Thursday, February 19, 2015

Synergy Not Working For Sony

Synergy, once the buzzword for management, now seems to be a dirty word.  We've watched as companies like Time Warner have separated itself into separate pieces, Time Warner Cable, Time, Inc. and Time Warner (HBO, Turner), because synergy stopped working.  Perhaps it is because as companies got too big, they found it nearly impossible to adapt and change to changing market conditions.  The analogy has always been to ships; big ships need tons of room and time to turn while small ships are much quicker and more nimble.

That same problem has affected Sony and unable to create synergy and growth across its many different business units, they have also chosen to separate its pieces.  According to EE Times, "Sony continues apace in the process of ditching practically all of its electronics business units — PC (gone last year), TV (already a separate company), and audio and video business (scheduled be split off in October)."  What seems to be left is Playstation.  Sony, we won't recognize you anymore.

So what went wrong?  Why did synergy stop working at these companies?  Why can't hardware and software coincide?  Is it safe to say that technology is changing so rapidly and that coupled with typical human nature, preservation over sharing, business units were hard pressed to support each other, worrying instead that they would make themselves obsolete.  I believe that the creation of vertical business units that are rigidly structured to limit movement across these shafts creates an "us against them"mentality that drives destruction instead of cooperation.

The other driver might be the financial markets themselves.  Seeking to drive value for investors, hedge funds and activists pursue spin offs of assets as a means in the short run to unlock the value of business units.  Where synergy once create a 1+ 1 = 3 world, today that formula no longer proves true.  A new management philosophy might be needed to make synergy work better in future business models. 

Wednesday, February 18, 2015

Can Cable Television Survive The Rise Of Web Networks?

Two separate stories are tied together by the growing usage of broadband spectrum. First comes from the NY Times where Lloyd Braun's media company, Whalerock Industries is introducing a number of web networks, including Kim Kardashian and Howard Stern. According to the article, "These channels, set to arrive in the coming months and available via the web and mobile app, will offer a mix of paid and free programming". It is the rise of these a la carte online subscription services that has been the bane of cable subscribers forced to buy bundles of cable networks that they don't want.

And that leads to the second article from Broadcasting & Cable where analyst Craig Moffett tells us that his firm "has downgrade Comcast, Time Warner Cable and Charter Communications to Neutral, warning investors that it's time to reduce their exposure to the cable business." Partly due to worries from increased FCC regulation, but also because of the increased competition on the broadband platform."

The television industry, once classified as broadcast, then to encompass cable, now is redefined again to embrace programming off cable from Netflix, Amazon Prime, and perhaps in the coming years from companies like Whalerock.  The millenial audience is already embracing the stars of You Tube and elsewhere.  But that next audience, 12-18, who I have heard described as Generation Edge, who are growing up with a preference for their mobile device, smartphone or tablet, over the traditional television set. 
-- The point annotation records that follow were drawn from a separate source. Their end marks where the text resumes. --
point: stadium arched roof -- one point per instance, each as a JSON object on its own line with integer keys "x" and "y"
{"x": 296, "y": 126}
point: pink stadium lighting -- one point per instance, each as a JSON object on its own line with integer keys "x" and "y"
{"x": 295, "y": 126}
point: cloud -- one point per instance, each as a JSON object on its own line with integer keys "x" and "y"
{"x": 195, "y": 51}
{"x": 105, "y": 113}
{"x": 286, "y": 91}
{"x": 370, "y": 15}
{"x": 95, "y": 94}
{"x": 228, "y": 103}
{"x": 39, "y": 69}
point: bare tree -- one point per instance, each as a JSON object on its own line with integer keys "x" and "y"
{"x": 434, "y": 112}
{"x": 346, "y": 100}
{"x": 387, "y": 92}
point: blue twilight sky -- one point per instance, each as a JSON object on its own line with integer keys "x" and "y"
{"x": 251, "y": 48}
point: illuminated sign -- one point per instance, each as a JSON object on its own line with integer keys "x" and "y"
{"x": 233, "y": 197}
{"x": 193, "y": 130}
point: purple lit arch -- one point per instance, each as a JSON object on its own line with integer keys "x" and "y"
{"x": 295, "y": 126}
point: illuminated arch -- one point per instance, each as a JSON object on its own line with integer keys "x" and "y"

Will they pay for a la carte web channels?  Glenn Beck seems to have found a big enough audience willing to pay for his channel.  MLB gets paying subscribers for live baseball games, too.  I guess the question is how many of these web networks can survive and how many need a broadband aggregator service like Sling TV to derive value from smaller, but more meaningful bundles.  Cable may need to rework its subscriber packaging formula to best compete.  Regardless, there will be some cord cutting, the question for the analysts and all these companies is how much.